Materials and methods Materials SR-2508 (etanidazole), 1,6-Diphenyl-1,3,5-hexatriene (DPH), Propidium iodide (PI) and Polyvinyl acohol (PVA, Mw = 30,000–70,000 Da) were purchased from Sigma-Aldrich (St. Louis, USA). Poly (D,L-lactide-co-glycolide) (PLGA, L/G = 50/50; Mw = 25,000 Da) was from Chengdu Institute of Organic Chemistry, Chinese Academy of Science (China). Dichloromethane (DCM) was purchased from Tianjin Chemical Factory (China). DMEM and fetal bovine serum (FBS) were from Gibco, Life Technologies (USA). The other chemicals were of analytical grade.
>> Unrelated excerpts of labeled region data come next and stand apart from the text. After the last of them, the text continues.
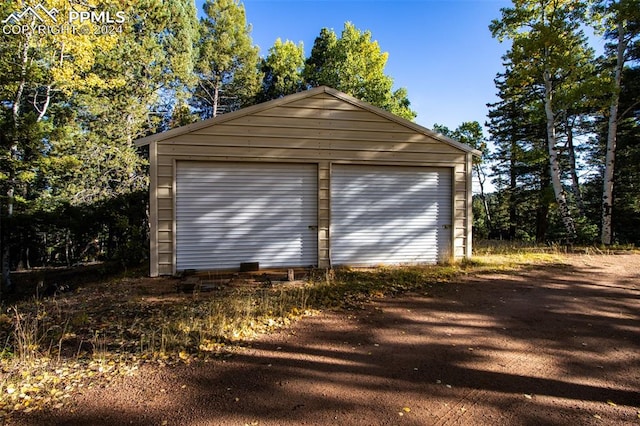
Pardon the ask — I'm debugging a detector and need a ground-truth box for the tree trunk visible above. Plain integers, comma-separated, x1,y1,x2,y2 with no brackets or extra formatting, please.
567,124,584,217
473,164,493,232
543,70,577,243
509,136,518,241
213,83,220,117
600,21,627,245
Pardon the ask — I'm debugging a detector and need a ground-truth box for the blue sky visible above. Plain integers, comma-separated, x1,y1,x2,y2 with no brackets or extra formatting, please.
197,0,511,129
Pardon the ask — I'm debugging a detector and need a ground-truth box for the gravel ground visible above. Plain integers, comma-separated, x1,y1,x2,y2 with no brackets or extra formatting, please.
12,254,640,426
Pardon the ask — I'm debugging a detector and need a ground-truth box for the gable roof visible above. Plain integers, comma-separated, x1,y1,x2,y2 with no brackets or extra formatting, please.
134,86,481,156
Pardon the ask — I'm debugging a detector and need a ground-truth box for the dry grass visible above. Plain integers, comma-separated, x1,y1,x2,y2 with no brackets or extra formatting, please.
0,245,616,418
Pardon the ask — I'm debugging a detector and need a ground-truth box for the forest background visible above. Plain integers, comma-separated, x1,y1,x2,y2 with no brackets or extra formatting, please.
0,0,640,289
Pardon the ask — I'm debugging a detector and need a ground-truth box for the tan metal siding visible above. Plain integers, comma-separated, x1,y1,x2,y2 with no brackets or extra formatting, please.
149,93,471,274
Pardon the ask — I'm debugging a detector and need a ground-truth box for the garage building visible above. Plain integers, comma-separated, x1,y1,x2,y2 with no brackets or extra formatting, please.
136,87,478,276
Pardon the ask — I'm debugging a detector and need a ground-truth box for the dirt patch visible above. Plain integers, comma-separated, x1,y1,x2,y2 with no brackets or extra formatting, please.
14,255,640,425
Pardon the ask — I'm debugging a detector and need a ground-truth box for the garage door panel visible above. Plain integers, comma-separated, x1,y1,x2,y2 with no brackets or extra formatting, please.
331,165,451,265
176,162,317,270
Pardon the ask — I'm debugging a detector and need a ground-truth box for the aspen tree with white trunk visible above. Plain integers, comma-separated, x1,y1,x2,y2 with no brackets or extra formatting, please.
490,0,593,242
596,0,640,245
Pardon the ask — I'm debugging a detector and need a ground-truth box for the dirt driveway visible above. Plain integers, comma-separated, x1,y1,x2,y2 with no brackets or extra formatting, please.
18,255,640,425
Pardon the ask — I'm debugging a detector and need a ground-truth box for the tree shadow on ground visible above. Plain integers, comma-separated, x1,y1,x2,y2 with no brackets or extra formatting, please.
13,255,640,425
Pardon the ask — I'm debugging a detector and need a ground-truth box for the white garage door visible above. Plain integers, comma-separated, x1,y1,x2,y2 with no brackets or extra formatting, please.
331,165,452,266
176,162,318,271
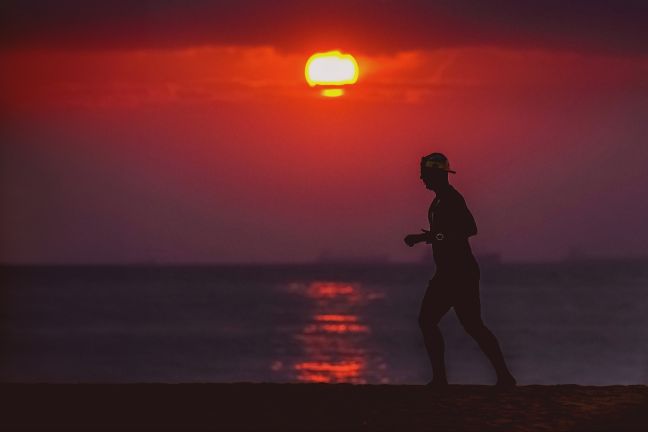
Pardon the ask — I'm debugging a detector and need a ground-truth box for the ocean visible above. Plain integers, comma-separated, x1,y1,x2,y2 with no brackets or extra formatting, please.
0,260,648,385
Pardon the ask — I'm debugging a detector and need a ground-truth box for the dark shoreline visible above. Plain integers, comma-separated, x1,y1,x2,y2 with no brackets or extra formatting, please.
0,383,648,431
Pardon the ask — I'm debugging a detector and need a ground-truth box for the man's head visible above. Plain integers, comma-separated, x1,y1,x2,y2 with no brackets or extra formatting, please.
421,153,455,189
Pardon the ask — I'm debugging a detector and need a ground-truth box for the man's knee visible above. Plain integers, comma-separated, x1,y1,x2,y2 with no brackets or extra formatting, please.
418,313,439,333
461,319,489,338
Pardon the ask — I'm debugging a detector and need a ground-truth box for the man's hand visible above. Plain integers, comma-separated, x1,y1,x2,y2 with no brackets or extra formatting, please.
404,230,430,247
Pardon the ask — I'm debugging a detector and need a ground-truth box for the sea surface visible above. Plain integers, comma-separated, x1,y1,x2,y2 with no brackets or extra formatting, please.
0,260,648,385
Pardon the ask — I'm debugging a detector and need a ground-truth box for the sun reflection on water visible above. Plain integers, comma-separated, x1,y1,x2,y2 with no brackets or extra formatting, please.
278,281,387,384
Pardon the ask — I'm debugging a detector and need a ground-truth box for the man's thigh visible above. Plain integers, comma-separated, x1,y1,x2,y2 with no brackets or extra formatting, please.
452,277,482,327
419,277,452,325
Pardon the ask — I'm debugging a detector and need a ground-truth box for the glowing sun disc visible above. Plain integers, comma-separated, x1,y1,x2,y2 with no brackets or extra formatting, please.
322,89,344,97
304,51,360,87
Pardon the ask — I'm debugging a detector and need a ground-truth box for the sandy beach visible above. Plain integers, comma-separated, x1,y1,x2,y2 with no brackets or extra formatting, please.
0,383,648,431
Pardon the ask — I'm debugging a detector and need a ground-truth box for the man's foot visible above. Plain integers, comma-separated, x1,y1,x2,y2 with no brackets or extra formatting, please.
495,374,517,389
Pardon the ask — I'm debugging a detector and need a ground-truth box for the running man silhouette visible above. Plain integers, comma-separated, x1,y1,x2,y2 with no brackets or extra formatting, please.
405,153,516,388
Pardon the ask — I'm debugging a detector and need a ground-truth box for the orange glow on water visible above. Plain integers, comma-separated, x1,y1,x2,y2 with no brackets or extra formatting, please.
272,281,389,384
304,51,360,87
295,361,364,382
315,314,358,322
308,282,359,300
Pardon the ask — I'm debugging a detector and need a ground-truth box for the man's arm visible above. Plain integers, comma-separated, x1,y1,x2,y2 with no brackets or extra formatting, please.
404,229,431,247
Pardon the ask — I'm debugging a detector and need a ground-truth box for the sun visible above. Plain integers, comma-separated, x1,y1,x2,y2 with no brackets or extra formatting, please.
304,51,360,97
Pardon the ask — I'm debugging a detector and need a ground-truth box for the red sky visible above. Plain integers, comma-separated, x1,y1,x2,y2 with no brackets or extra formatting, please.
0,1,648,262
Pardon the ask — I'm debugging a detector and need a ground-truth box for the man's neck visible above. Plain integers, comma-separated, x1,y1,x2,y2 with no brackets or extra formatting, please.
432,183,450,197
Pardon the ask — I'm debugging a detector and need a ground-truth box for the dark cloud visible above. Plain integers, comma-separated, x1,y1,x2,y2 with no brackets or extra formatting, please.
0,0,648,55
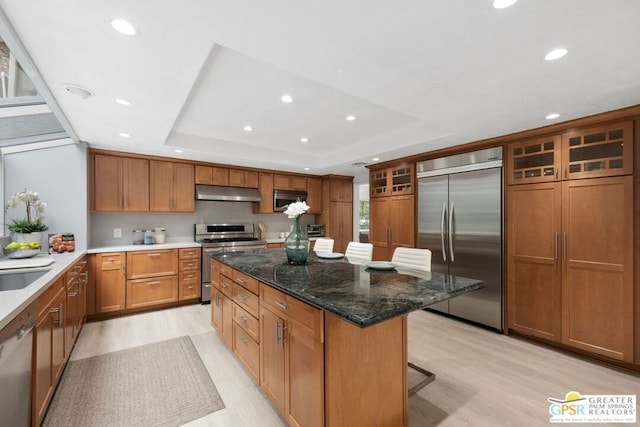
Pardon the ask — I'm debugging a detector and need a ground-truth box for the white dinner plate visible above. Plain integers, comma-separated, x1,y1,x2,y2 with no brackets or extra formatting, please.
365,261,396,270
316,252,344,259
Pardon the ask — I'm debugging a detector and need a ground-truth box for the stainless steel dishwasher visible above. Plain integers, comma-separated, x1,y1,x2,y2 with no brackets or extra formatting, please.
0,303,38,427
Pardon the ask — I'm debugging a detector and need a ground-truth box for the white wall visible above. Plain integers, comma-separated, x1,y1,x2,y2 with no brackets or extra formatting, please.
3,139,88,250
89,201,315,248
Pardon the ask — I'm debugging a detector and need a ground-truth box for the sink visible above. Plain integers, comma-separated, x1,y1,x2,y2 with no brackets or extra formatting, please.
0,270,49,291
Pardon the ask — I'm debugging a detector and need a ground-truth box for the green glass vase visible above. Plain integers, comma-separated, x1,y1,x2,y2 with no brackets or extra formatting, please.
284,216,309,265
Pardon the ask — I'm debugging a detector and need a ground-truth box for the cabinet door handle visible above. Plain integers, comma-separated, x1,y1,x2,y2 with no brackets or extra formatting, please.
273,301,289,310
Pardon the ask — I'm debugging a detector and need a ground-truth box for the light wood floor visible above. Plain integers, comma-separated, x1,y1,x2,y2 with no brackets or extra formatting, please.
71,305,640,427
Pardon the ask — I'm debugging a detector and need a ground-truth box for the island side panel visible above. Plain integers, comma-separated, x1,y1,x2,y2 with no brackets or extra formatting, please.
325,313,408,427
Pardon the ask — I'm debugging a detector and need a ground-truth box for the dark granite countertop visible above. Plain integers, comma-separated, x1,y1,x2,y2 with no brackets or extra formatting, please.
212,248,484,327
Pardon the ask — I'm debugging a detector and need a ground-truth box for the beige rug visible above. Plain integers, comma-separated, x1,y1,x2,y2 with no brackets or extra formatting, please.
43,336,224,427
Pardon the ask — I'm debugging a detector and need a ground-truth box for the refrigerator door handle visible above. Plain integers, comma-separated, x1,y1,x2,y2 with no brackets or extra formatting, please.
449,202,456,262
440,202,447,261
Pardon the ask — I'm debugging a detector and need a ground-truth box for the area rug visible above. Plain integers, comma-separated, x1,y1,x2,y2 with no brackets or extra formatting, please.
43,336,224,427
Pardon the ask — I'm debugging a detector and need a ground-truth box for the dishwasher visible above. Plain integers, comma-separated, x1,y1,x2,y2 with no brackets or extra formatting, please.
0,303,38,427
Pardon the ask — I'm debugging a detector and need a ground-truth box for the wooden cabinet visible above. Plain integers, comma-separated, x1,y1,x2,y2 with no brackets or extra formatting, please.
260,284,325,426
126,249,178,308
507,176,633,362
90,154,149,212
229,169,258,188
95,252,127,313
253,172,273,214
507,121,633,185
369,163,416,197
318,176,353,252
178,248,202,301
562,121,633,179
273,173,307,191
195,165,229,186
307,178,322,214
369,194,415,261
31,277,66,425
506,135,562,185
149,160,195,212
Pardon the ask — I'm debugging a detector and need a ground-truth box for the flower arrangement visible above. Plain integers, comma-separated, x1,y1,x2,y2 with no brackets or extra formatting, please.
284,200,311,218
5,188,49,234
284,200,309,265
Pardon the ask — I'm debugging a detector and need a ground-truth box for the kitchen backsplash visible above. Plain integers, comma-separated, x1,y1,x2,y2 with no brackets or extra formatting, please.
89,201,315,248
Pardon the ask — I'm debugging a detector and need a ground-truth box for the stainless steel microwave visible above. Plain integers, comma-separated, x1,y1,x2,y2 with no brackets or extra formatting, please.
273,190,307,212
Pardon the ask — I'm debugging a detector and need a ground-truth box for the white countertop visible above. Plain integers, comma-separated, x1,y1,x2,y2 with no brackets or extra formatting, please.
87,242,202,254
0,251,85,329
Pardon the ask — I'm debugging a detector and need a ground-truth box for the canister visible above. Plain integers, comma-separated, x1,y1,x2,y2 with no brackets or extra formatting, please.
153,227,165,243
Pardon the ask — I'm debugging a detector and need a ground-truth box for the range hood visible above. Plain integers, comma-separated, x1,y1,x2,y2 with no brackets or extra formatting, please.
196,185,262,202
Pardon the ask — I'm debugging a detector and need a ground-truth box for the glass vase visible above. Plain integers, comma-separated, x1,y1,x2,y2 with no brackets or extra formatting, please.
284,216,309,265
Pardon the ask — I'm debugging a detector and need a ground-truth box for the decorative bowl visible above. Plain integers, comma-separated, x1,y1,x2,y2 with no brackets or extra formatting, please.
4,248,40,258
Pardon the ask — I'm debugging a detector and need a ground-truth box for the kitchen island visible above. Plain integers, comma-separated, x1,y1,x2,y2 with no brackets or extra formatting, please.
212,249,484,426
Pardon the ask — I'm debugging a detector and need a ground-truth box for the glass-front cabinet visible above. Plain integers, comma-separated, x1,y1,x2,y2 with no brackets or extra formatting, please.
562,121,633,179
507,121,633,185
507,135,562,185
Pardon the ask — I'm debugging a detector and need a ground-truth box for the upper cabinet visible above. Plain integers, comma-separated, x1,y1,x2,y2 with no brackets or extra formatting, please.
369,163,415,197
273,173,307,191
562,121,633,179
90,154,149,212
229,169,258,188
507,135,562,185
149,160,195,212
196,165,229,186
307,178,322,214
507,121,633,185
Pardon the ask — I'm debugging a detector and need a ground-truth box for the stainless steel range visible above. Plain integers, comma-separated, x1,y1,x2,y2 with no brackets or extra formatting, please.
194,223,267,303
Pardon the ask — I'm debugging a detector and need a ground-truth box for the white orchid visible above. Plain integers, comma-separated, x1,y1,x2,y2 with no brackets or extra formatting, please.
284,200,310,218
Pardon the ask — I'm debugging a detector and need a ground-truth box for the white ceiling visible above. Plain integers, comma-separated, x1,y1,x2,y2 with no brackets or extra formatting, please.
0,0,640,181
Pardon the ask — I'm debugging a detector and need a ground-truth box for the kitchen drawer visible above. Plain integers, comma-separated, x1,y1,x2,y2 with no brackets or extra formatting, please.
179,248,202,259
178,282,201,301
178,258,200,271
97,252,125,270
178,270,200,285
232,270,260,295
233,304,260,342
126,275,178,308
260,283,324,342
231,283,260,317
127,249,178,279
219,276,233,298
233,323,260,382
220,263,233,278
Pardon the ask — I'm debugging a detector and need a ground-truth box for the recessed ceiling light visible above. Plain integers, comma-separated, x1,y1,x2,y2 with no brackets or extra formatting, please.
544,48,568,61
64,84,93,99
111,19,136,36
493,0,518,9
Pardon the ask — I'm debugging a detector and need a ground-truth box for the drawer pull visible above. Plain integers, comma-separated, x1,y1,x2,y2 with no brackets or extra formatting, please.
273,301,289,310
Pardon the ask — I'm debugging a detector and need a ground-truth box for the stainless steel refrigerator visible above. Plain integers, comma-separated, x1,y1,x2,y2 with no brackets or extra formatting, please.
416,148,504,331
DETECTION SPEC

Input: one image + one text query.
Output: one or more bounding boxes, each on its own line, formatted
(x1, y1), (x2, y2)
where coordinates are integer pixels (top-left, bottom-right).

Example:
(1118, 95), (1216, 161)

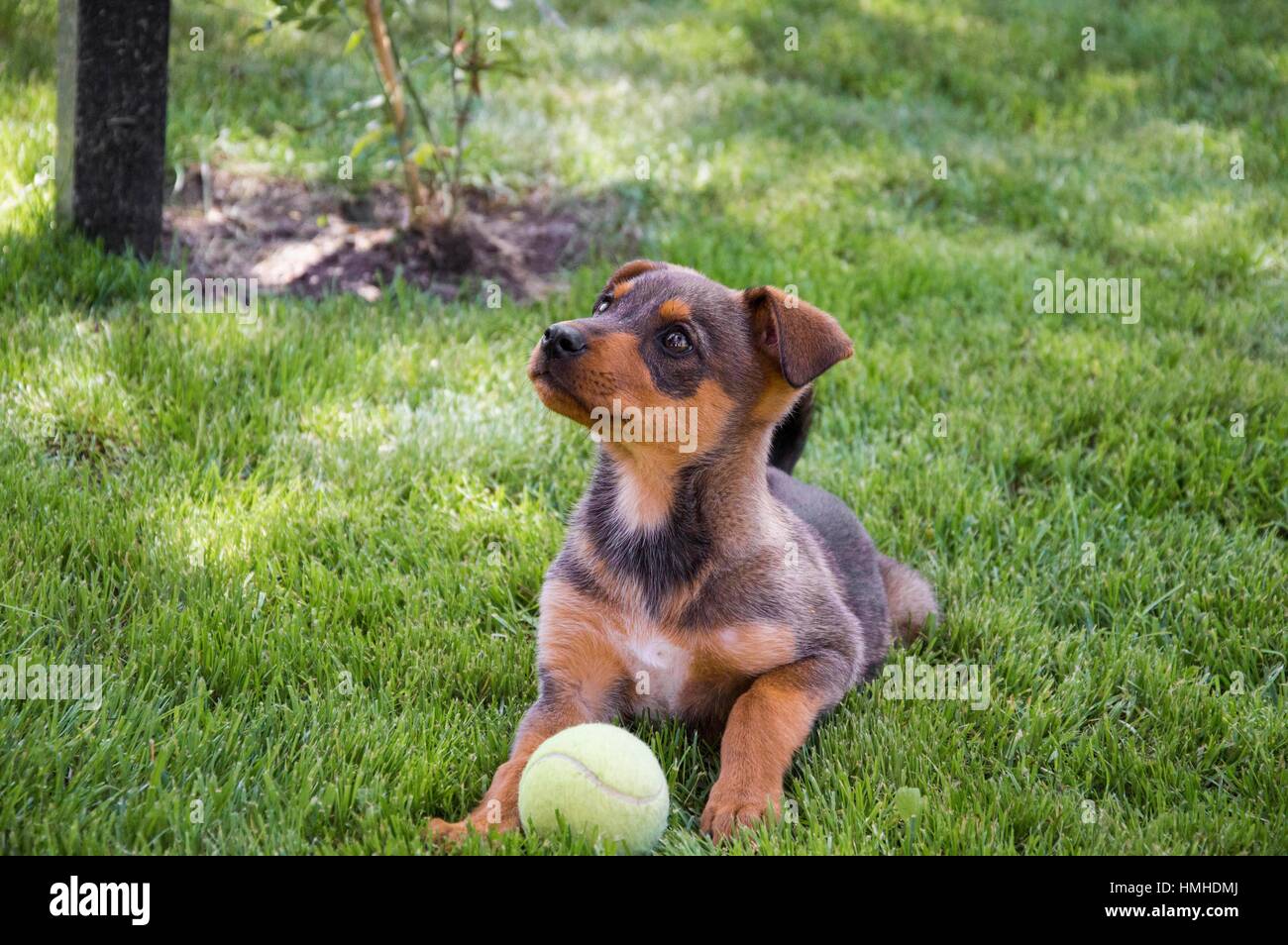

MCF-7 and HeLa cells were cultured as monolayers in Dulbecco’s modified Eagle’s medium (DMEM) supplemented with 10% fetal bovine serum (FBS), penicillin and streptomycin in a humidified atmosphere of 95% air and 5% CO2 at 37 °C, and subcultured twice weekly. For experiments, cells were grown in glass culture flasks and used when in exponential growth phase. To obtain hypoxia, the incubator was flushed with 95%N2 and 5%CO2 for 24 h.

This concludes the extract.